My children went on. Two got music scholarships to their state secondaries. They all played in their school orchestras. They all achieved Grade 8, in a variety of instruments including voice. One, aged 9, won a Clive Gillinson Strings Bursary from the LSO and now 25, is studying for his Diploma on the violin. One sings with Edinburgh University Chamber Choir. One took his trumpet on a school band tour across Europe.
It is not too far-fetched to suggest that the cheap and cheerful Berry, my original honky-tonk upright, was the catalyst. With it, plus a powerful encouragement from state schools both primary and secondary, my children have been given a ticket to live their lives connected to music.

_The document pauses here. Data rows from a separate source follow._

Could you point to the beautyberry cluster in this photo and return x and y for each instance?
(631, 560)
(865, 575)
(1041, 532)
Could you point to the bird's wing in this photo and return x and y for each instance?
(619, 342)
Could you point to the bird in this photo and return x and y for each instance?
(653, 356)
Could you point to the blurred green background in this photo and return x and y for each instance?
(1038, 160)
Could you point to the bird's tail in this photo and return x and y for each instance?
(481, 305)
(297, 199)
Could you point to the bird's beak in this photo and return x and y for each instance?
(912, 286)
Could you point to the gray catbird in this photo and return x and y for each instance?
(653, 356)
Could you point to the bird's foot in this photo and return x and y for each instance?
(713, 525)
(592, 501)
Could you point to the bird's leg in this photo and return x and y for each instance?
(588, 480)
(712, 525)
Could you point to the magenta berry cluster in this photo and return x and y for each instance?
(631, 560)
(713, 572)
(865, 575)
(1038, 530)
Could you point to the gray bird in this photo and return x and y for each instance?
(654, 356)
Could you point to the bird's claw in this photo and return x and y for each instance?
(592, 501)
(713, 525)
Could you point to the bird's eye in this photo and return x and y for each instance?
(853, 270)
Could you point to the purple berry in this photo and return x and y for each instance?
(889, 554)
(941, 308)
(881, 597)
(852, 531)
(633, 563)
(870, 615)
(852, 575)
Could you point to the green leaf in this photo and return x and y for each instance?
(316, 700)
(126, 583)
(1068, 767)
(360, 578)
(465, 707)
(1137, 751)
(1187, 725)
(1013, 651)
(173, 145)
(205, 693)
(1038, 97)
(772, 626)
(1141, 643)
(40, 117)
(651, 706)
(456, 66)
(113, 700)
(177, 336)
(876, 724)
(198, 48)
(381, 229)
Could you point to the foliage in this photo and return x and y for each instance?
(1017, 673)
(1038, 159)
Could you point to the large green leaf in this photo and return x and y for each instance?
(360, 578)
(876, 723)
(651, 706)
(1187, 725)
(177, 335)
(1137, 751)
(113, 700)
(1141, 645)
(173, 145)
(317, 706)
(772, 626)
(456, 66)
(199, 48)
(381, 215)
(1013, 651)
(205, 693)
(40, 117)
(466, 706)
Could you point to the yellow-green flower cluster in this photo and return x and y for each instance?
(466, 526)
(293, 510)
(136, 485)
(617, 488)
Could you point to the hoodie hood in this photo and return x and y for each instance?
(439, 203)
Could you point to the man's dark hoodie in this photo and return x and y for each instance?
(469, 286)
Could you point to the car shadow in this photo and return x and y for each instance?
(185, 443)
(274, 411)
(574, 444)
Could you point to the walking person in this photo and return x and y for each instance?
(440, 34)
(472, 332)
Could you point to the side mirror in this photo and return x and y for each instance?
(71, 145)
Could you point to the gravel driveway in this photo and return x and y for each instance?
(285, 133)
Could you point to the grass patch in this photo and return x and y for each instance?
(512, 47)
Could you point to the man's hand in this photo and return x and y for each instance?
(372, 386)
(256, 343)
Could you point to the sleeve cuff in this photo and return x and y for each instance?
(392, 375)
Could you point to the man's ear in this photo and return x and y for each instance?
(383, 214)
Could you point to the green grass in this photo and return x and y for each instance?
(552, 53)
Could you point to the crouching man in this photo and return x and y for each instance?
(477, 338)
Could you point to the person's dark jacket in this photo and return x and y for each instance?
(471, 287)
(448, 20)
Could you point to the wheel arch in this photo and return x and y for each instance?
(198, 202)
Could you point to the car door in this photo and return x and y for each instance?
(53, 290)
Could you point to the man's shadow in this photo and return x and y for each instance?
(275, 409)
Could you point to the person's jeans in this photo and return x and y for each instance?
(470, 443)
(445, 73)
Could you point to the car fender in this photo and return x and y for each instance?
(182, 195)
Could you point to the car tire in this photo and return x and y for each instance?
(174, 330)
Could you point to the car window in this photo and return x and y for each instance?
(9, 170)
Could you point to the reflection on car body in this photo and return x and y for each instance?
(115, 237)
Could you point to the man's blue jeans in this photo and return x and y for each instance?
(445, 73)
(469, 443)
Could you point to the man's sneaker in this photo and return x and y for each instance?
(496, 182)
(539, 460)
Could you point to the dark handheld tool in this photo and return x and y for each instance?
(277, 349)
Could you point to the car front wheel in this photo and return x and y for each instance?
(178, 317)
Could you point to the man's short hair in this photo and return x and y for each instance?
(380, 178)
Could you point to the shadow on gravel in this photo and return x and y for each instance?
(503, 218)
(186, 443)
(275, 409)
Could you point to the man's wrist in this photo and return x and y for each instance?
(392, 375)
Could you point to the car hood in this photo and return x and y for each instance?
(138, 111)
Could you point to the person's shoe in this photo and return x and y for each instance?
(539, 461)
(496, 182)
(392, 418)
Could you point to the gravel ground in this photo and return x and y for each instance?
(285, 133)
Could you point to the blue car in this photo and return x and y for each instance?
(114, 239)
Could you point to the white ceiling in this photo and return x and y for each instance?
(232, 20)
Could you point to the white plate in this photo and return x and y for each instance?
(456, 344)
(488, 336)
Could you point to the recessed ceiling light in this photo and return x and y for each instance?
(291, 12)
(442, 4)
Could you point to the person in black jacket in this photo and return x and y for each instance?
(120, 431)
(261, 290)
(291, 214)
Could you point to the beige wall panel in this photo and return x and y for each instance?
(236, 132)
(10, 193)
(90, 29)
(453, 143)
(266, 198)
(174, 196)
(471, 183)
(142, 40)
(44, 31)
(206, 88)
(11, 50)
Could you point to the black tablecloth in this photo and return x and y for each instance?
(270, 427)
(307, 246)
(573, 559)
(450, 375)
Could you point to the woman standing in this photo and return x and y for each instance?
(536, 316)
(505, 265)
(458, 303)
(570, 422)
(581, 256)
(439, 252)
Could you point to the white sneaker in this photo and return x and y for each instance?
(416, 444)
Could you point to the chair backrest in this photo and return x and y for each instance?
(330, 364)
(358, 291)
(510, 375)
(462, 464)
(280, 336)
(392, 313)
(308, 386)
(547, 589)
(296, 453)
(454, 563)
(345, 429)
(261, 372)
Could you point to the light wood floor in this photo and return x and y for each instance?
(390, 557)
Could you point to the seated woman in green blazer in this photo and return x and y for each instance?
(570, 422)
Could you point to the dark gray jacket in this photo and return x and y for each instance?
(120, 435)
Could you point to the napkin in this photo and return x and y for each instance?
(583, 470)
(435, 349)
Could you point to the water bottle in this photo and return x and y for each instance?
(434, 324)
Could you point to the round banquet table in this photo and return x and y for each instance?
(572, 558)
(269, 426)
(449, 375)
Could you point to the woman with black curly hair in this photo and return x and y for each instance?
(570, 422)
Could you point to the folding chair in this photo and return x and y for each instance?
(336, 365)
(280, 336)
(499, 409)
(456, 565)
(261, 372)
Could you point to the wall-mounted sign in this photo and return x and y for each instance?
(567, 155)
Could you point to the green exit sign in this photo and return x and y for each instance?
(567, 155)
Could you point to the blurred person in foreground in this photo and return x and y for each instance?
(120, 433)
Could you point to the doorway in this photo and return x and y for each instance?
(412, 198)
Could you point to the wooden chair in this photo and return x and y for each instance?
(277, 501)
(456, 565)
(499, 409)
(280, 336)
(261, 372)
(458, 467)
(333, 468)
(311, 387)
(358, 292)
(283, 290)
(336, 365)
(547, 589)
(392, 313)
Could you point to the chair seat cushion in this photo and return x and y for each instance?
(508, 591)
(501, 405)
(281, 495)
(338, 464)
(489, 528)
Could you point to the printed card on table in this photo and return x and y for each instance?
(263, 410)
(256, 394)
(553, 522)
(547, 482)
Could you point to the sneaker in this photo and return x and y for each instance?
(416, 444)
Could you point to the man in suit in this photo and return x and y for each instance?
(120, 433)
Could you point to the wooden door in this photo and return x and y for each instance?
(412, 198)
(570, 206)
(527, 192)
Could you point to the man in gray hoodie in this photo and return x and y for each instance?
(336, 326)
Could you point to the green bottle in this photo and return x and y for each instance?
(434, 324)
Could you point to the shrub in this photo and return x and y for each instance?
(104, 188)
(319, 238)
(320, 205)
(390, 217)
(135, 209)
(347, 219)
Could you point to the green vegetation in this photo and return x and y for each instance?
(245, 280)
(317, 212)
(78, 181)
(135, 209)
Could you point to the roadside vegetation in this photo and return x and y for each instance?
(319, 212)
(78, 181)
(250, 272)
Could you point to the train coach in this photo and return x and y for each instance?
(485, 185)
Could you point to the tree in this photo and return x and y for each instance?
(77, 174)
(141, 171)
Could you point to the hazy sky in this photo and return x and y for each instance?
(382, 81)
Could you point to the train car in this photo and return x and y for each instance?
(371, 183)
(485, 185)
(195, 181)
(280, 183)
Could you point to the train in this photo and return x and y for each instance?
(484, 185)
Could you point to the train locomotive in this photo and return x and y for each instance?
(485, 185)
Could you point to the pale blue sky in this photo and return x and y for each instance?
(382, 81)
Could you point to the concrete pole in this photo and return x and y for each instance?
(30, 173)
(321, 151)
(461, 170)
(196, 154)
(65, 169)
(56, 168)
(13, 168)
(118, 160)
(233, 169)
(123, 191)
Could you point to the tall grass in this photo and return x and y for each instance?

And so it is only fair that the Berry is silent no longer. I put it on the local What’s App group and tomorrow morning a neighbour is coming to collect it. He has young children, and they are learning to play. I am overcome with nostalgia for days sitting beside my battered, dark brown companion with its remorselessly bright tone, taking my daughters through their scales, using a toy owl to illustrate how while major might be optimistic, the minor key always sounds a bit scary. But I am delighted that new sets of small hands will start picking, and then hopefully flowing, across its worn keys. Furthermore, this family happens to have the surname of Chopin. It was meant to be.
Music in primary schools - making music as fun and cool - yes and yes!
Every home and every child should have music. How fab that your old piano stimulated so much in the lives of your children. I started on an old upright that still sits in my mother’s home. And from that beginning a life of living and loving music one way or another has followed. Thanks for this post!